Goldhill solely focuses on Benson's inability to admit his homosexuality. I propose that Benson exists on the ace spectrum (the "A" in LGBTQIAP+) as either asexual (no sexual attraction to anyone), aromantic (no romantic attraction to anyone) or akoineromantic (sexual attraction that fades once it is reciprocated).

I am keen to learn more about Maggie Benson and Nettie Goulay (pictured on the cover).

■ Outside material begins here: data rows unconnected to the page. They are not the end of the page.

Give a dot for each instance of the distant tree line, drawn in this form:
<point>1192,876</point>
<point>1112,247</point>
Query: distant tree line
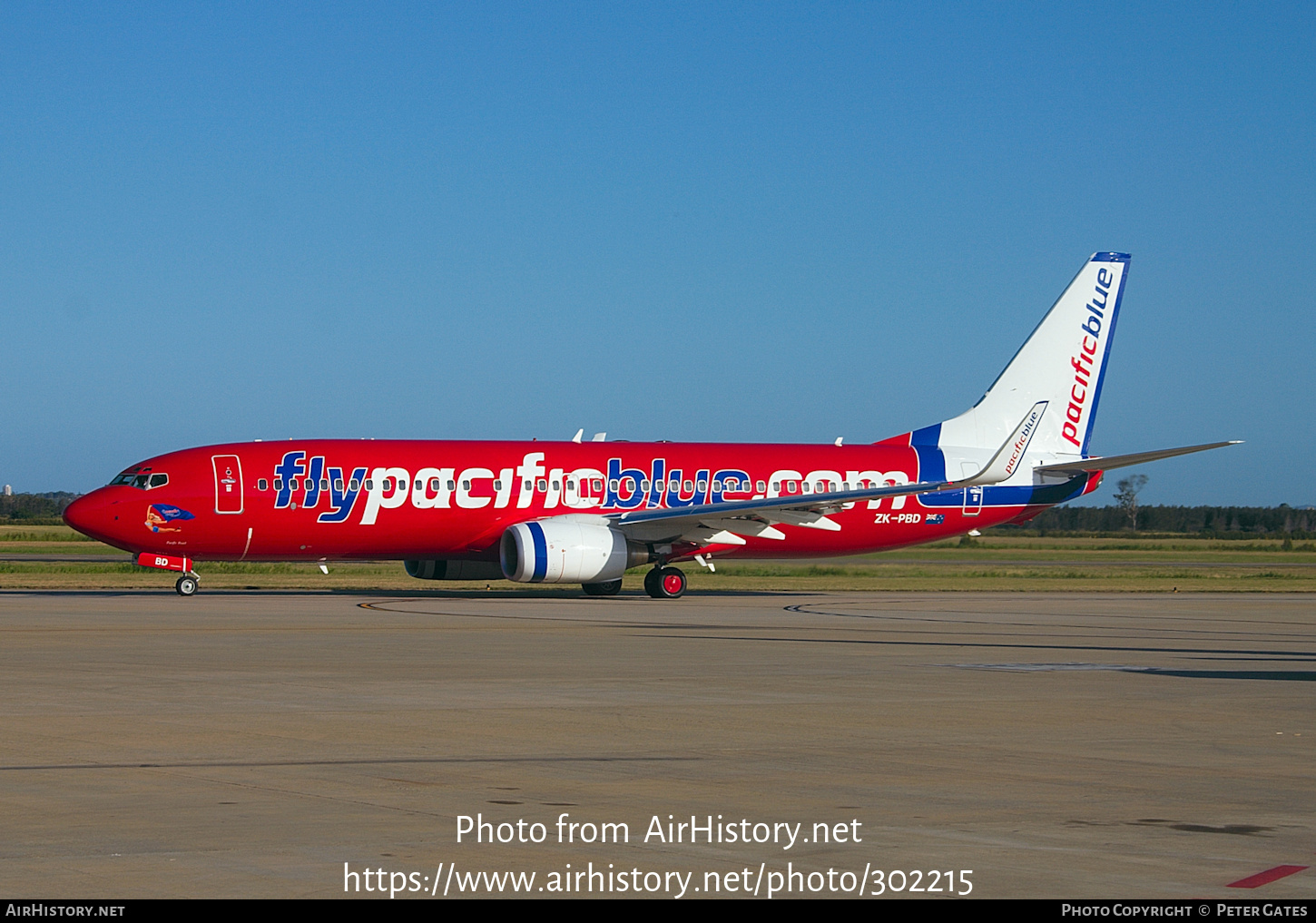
<point>34,506</point>
<point>1203,522</point>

Finally, even though the reporting of the lives of the Benson offspring focus mainly on Arthur, the insights into Victorian politics, religion, and zeitgeist is wonderful. I now feel I understand the historical beginnings and crises of the Church of England, Roman Catholicism in England, and the Reformation.
Profile Image for Danielle Sullivan.
334 reviews27 followers
July 29, 2020
A relatively academic book about the Benson family of queer Victorian/Edwardian writers and journalers, especially interested in self-definition through the written word, religion, and Victorian sexuality.

I knew nothing about the Bensons and still got a lot out of this book. It's an amazing portrait of a family who left boatloads of written material at a really important historical turning point - during the creation of "homosexuality" as an identifier, right before WW1, the changes etc. If you have an interest in any of these things, this might be your jam.

My single critique is that the author spends all this time on the sons, the father, and the mother, and very little time on the two sisters, who sound extremely interesting. Where's their book?
Profile Image for Lesley.
Author 16 books34 followers
February 8, 2020
Possibly would have liked a bit more about Fred (EF) Benson - though maybe that was reflecting Goldhill's sense of his evasive detachment?